Sean Spicer: A Lecture in Accountability

Sean Spicer held a brief press event this evening at the White House. While it was more of a scolding than a briefing, it did illuminate three specific areas of concern:

  1. Facts are still not important: Press secretaries in the past have tried very hard to share facts and hard data to answer questions from the Press. This will likely not be the case going forward. Spicer’s lecture to reporters gathered in the White House briefing room contained at least two factual errors: He asserted that attendance at Trump’s inauguration was greater than at Obama’s 2013 inauguration and that DC transit ridership was up over the 2013 inauguration.
  2. Ego is the driver: The stated purpose of the briefing was to update the Press on the president’s activities over the past 24 hours. The reality is that the purpose of the briefing was to counter media reports that turnout for Donald Trump’s inauguration was lower than Obama’s and that it did not meet the expectations that Trump himself set earlier in the week.
  3. Bash the Press to distract: An element of the briefing was a scolding for an inaccurate tweet by a Time reporter alleging that the bust of Martin Luther King Jr. had been removed from the Oval Office. The reporter in question had already apologized for the error, but the mistake was the cornerstone for a lesson in responsible journalism, the importance of facts, and accountability.

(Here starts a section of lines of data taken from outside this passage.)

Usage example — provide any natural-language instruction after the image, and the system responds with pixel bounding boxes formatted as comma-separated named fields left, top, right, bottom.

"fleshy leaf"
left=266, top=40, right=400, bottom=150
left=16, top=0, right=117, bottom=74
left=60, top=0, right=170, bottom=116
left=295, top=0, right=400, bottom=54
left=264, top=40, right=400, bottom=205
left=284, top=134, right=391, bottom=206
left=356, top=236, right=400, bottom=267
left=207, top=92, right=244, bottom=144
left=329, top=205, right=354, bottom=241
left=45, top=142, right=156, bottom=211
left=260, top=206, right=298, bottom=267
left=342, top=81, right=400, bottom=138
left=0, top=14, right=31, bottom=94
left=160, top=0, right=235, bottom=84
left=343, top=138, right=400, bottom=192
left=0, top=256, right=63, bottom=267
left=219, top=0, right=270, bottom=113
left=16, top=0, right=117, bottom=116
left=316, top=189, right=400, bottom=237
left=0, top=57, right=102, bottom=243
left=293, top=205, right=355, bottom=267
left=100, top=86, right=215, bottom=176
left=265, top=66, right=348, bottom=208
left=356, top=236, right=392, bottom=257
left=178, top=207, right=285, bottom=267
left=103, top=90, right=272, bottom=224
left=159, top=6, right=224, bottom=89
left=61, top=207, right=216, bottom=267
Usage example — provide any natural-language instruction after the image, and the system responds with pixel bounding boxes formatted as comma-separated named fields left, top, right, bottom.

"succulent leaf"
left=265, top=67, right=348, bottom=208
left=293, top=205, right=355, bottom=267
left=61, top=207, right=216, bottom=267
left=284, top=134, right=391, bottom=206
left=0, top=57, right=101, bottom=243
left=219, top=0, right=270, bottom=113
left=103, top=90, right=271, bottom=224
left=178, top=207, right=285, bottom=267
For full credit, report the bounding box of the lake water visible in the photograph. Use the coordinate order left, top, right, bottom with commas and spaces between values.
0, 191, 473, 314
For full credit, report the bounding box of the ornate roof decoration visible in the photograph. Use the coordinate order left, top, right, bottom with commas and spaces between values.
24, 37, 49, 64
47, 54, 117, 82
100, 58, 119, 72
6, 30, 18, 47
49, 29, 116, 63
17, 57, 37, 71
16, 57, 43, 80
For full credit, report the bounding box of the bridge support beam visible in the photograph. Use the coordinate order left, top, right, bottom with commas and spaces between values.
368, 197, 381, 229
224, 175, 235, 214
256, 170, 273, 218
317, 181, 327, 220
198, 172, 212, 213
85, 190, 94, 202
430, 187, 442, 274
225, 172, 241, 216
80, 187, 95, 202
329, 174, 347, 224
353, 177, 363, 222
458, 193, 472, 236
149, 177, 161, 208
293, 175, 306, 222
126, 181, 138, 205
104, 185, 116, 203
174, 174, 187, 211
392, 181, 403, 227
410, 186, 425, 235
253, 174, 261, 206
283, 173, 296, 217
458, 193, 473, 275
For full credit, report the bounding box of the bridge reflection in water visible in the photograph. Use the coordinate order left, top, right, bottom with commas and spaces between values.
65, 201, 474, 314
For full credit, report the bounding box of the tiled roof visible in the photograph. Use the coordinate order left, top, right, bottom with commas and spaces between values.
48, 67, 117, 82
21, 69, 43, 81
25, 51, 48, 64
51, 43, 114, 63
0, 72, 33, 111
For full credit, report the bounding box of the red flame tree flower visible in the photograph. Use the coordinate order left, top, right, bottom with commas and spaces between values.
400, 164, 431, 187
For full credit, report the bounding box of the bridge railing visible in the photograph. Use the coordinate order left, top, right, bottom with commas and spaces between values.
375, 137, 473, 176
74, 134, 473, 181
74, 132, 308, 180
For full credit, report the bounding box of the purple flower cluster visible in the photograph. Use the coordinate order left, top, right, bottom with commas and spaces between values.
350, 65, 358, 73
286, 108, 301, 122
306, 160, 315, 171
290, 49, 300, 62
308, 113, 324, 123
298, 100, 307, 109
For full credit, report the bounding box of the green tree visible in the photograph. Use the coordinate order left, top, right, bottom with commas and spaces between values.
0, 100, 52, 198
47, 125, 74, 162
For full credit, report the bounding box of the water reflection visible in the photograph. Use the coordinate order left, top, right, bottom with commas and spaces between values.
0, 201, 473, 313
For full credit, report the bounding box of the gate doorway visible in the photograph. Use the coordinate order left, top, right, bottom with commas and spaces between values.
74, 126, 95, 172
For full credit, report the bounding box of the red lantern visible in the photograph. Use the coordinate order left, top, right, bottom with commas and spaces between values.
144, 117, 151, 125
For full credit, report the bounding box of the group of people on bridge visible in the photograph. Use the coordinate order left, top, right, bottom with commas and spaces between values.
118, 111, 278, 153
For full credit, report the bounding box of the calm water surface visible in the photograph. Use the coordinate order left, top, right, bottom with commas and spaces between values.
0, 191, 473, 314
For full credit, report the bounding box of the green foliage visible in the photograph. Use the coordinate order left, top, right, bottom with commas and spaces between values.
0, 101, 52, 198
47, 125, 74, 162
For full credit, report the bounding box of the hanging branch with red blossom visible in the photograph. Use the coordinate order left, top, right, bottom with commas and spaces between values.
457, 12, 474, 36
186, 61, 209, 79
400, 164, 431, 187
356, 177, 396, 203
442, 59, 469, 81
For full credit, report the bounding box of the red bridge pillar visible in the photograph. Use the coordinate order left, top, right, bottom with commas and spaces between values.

What Spicer succeeded in doing is making crowd size a topic of discussion for the next 48 hours. It’s difficult to discern if this was an intentional red herring so that reporters chase a story about crowd size rather than Trump’s action to increase mortgage insurance rates yesterday. It may also be that crowd size is, in fact, more important to President Trump than governance.

The media needs to pay close attention to the issues that really matter and not allow themselves to be distracted.